The passionate Alice Feiring and her new book, The Battle for Wine and Love, have fanned the flames of the natural winemaking debate. In particular she has bruised the feelings of the California wine industry, to which she has not been very complimentary. This has resulted in some lively back and forth on the side of the Californians in The Los Angeles Times, hardly a surprising forum for the pro-California view. I applaud Alice’s spirited attack on industrial wines and support of wines with personality and a sense of place. Her intensity has helped keep the debate a debate.
Extreme positions help sell books and it looks like Alice has done a good job in riling up the Californians and keeping her book in the headlines. I’m sure if the truth came out Alice, like me, has a long list of California wines she loves.
It’s becoming the spoofulators vs. the natural movement and the main spoofulators seem to be in California. Yet this raises the question of what’s really natural or not and at what point the line is crossed from one to the other. It’s not as clear as it may seem. At some point it is just as bad to do too little to the wine as it is to do too much. Bad wine is bad wine, natural or not.
Let’s take a look at the revered (I agree) wines of Josko Gravner in northeastern Italy on the border with Slovenia. Gravner ferments and ages his white wines on the skins and seeds for six or seven months in terra cotta amphorae coated with beeswax. This has a somewhat dramatic (to say the least) impact on the flavor and color of his wines. Is this natural winemaking or a kind of natural spoofulation? The wines of Gravner are extreme wines manipulated to that style by the hand of the winemaker. Are the techniques of Clark Smith more intrusive than this? I’m not sure this is a question that has been answered.

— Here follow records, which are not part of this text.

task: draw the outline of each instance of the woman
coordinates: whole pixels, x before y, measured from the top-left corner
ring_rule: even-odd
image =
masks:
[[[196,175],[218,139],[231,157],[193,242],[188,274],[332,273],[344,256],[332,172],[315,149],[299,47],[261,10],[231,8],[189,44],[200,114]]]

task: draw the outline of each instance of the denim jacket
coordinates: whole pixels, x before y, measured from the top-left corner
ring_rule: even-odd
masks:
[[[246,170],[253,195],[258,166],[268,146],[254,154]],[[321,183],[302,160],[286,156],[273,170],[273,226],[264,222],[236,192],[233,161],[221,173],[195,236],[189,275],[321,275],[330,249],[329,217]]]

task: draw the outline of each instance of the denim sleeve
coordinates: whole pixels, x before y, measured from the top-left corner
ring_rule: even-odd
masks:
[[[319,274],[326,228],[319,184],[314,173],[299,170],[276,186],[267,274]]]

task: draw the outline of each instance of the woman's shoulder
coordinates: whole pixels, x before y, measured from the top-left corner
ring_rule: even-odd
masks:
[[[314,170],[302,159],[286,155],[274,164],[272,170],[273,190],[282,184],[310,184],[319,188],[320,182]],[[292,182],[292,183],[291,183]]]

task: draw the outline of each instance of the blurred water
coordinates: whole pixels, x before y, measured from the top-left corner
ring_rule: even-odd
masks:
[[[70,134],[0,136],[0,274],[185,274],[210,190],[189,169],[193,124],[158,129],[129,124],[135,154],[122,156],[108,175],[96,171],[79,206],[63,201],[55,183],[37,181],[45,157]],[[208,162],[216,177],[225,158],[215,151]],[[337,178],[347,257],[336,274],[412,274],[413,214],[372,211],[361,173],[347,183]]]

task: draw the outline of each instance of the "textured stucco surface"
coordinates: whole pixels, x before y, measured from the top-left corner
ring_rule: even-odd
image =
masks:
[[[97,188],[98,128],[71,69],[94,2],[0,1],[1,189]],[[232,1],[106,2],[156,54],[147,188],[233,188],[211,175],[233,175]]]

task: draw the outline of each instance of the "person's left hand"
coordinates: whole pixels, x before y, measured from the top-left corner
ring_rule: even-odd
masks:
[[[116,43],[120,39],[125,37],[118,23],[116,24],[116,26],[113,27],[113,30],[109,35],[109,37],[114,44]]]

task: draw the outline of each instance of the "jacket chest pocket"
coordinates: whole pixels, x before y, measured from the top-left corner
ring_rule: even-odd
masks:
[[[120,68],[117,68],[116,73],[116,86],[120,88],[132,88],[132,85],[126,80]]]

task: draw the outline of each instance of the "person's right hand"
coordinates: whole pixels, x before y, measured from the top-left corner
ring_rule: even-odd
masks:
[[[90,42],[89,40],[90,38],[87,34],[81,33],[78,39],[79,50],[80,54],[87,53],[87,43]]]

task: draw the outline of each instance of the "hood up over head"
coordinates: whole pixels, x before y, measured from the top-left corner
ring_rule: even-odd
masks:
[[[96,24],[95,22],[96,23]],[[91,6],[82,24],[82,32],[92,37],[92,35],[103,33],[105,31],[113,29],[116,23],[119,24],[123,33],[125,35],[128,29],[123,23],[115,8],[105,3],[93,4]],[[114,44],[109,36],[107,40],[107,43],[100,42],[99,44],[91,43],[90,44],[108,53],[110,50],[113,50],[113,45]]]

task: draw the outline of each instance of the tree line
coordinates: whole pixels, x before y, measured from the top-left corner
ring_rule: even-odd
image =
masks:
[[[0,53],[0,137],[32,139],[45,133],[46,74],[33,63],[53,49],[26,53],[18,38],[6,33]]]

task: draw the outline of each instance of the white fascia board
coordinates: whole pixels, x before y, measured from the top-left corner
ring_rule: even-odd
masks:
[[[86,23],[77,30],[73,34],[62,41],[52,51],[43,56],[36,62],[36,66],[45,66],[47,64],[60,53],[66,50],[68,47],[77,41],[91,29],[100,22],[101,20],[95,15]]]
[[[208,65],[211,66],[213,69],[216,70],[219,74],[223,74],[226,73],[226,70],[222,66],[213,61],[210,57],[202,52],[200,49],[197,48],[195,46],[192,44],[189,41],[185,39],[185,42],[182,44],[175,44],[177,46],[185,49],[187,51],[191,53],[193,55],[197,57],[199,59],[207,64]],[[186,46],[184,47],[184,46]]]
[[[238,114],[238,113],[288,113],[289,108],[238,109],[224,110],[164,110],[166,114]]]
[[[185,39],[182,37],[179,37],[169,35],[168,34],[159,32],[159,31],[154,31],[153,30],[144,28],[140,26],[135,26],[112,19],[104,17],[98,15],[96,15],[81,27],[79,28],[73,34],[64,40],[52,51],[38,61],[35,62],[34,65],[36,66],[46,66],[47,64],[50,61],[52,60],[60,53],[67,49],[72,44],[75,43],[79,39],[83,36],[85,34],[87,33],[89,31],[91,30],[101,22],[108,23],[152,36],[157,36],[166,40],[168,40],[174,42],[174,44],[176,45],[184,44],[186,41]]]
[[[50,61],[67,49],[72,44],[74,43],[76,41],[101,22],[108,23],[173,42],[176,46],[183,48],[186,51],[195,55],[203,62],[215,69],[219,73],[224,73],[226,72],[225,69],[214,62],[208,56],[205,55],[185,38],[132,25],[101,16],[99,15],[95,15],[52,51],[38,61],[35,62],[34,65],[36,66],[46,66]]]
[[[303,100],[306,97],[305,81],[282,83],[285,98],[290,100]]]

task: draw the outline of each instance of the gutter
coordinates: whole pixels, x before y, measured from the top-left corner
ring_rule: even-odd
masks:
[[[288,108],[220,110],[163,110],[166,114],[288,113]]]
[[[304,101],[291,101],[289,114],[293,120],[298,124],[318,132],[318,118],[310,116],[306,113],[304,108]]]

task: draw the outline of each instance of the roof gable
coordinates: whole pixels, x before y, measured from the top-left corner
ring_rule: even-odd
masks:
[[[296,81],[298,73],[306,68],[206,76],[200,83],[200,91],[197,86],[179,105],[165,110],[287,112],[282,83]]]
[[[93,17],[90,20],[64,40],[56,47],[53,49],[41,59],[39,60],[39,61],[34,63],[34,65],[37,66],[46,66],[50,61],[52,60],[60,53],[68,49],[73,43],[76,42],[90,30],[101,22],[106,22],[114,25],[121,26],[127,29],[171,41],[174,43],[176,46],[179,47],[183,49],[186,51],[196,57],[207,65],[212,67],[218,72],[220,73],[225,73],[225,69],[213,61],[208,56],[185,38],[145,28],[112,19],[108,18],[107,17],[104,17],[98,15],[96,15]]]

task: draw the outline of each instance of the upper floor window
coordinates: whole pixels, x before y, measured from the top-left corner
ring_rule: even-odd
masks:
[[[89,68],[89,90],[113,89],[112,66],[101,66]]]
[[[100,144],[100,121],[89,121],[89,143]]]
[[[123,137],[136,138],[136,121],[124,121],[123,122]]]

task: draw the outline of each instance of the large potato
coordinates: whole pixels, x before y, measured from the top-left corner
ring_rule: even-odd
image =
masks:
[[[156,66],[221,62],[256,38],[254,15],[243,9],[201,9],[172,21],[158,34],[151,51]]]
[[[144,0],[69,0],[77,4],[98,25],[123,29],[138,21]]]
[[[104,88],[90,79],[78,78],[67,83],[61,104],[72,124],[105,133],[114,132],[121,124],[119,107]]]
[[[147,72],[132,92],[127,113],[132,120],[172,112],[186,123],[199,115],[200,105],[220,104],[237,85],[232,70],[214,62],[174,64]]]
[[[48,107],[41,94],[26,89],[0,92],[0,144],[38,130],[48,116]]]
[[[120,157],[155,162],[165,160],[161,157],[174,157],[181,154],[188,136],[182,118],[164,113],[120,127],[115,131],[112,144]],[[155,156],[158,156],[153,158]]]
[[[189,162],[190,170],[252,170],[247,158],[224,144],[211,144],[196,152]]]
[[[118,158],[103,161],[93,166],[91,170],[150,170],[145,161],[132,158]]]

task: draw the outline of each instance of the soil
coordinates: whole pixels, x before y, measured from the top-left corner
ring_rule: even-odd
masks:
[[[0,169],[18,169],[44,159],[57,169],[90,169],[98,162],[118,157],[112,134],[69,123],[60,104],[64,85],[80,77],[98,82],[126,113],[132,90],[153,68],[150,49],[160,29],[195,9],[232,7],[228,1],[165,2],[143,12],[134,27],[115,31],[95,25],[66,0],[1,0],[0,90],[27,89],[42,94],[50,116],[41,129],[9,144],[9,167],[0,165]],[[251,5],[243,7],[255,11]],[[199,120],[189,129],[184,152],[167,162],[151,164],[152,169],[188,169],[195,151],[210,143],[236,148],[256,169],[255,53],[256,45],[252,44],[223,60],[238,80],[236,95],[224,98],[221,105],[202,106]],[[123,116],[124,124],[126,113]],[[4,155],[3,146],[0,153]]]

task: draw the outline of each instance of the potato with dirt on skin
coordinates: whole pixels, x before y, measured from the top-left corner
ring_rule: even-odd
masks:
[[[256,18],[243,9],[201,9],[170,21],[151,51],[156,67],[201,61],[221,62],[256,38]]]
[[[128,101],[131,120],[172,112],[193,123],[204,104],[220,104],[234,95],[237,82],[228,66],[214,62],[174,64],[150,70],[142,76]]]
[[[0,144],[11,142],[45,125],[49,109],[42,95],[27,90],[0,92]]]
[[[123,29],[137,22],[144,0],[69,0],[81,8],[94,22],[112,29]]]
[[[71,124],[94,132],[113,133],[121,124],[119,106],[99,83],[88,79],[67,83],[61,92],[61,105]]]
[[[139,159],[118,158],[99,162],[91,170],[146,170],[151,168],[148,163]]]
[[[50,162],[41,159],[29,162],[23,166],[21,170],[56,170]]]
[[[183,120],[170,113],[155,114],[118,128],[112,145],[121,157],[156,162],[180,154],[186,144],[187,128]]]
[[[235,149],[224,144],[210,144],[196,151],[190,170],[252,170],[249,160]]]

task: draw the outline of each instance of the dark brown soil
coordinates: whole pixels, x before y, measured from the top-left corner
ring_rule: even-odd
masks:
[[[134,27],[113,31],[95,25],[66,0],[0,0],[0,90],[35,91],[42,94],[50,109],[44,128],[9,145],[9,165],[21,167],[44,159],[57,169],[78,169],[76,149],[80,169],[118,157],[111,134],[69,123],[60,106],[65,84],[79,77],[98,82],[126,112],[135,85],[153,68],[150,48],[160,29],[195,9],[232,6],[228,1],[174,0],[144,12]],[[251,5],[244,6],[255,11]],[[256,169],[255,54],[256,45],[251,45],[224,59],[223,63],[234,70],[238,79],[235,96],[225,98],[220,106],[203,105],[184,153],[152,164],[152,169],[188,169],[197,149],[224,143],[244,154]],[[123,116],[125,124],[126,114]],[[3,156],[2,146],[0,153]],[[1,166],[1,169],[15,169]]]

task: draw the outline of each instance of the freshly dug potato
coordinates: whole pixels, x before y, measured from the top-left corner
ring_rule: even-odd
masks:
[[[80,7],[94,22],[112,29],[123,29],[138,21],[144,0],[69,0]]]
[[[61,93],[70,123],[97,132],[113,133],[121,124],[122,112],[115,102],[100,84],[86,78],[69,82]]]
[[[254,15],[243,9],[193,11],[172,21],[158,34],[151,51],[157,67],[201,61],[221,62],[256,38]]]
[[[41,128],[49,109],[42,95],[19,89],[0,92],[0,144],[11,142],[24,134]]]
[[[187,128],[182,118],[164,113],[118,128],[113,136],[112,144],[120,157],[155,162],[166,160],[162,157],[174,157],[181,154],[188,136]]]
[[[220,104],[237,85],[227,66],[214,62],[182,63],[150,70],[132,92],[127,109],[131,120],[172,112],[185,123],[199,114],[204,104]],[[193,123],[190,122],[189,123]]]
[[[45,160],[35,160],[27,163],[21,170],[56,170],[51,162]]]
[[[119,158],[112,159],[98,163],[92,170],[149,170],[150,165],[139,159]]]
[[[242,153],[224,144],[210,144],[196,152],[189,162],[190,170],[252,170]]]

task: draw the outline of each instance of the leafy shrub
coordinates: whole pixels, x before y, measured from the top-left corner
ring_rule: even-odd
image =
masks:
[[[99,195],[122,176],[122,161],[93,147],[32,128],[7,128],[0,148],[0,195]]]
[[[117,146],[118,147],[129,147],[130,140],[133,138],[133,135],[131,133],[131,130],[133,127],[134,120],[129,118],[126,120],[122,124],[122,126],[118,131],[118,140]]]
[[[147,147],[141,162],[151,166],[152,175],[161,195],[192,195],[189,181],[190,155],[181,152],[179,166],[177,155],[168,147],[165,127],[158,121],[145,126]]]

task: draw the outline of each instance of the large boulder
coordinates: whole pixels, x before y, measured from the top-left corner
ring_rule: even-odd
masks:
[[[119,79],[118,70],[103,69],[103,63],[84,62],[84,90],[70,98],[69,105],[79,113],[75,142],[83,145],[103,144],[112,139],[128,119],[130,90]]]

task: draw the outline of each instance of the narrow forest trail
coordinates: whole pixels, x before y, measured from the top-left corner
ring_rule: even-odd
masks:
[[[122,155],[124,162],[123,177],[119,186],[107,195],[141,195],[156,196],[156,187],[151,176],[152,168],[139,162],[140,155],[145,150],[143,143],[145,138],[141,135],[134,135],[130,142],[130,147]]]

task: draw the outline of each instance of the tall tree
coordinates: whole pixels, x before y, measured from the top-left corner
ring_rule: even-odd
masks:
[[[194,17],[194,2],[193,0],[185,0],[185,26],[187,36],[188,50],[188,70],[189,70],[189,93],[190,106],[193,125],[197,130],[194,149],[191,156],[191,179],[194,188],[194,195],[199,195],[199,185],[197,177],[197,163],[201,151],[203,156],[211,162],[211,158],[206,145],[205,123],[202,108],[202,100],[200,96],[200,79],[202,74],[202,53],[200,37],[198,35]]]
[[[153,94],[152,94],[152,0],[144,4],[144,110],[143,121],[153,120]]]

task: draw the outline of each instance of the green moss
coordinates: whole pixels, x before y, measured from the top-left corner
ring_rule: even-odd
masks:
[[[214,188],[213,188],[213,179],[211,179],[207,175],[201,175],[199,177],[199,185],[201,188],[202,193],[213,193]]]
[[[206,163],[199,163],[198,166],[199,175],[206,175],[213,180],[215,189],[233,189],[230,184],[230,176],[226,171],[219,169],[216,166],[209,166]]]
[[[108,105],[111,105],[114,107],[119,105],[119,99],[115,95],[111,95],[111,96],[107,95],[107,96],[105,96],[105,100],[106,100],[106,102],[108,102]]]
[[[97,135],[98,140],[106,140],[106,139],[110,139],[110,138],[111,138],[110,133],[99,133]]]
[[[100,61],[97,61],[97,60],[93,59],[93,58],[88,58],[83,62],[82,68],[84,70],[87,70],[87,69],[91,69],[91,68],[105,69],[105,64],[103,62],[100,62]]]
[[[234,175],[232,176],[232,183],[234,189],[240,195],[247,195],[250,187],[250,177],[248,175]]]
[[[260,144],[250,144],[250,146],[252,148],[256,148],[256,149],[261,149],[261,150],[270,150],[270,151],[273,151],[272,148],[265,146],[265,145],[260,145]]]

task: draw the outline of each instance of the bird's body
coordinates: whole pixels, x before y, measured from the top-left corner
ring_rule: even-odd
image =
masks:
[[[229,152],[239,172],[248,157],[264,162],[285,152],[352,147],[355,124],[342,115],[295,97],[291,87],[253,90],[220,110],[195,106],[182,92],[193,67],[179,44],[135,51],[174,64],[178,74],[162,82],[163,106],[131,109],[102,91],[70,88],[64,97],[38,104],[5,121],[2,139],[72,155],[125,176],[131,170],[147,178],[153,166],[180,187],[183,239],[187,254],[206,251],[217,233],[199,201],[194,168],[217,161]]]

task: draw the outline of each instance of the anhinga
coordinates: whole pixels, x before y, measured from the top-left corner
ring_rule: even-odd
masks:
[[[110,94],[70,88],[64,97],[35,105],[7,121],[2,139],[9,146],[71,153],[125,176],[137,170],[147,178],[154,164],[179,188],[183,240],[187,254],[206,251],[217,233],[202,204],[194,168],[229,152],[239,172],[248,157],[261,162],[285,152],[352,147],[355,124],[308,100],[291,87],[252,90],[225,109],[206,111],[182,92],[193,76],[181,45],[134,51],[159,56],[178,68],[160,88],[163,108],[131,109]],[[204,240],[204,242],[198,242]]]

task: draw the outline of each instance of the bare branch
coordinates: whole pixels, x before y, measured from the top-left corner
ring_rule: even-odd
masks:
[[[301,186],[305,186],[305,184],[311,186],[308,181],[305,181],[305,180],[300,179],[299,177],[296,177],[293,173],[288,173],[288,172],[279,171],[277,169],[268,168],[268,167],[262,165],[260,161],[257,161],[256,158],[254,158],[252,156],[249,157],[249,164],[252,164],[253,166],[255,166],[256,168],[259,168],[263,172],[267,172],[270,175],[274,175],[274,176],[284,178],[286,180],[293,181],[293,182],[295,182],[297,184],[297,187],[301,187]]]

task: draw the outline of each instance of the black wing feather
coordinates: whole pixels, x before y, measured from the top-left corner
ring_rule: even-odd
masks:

There are a few buzzwords out there that seem to define the natural wine forces: biodynamic, indigenous yeasts, little or no sulfur and never, never any machines. Yet there are a whole array of interventions other than these that winemakers impose on their wines either because they dream of crafting great art like Gravner or because they are commercial winemakers that must put out a good tasting stable wine year-after-year to keep their jobs. It seems a bit preposterous to return to primitive methods of winemaking that more-often-than-not have the potential to produce faulted wines. Not all progress is inherently bad and any good winemaker will do everything needed to improve their wines. Many winemakers resolve this conflict between their desire to be part of the natural movement and the realities of putting better wine in the bottle by forgetting to talk about certain things when they talk to the press.
Great wines are made, they don’t just happen. That’s why they call them winemakers. There is an incredible array of tools and knowledge available to today’s winemakers. To not make use of any of these tools and techniques does not make any sense. However, what you do with these many new tools is all important. You can’t make wine without manipulation, but without a doubt you can’t make great wine with with over-manipulation. I believe in terroir. I have tasted it in wines way to often to have any doubt. As long as a winemakers manipulations are designed to enhance that terroir I don’t have any problems with them.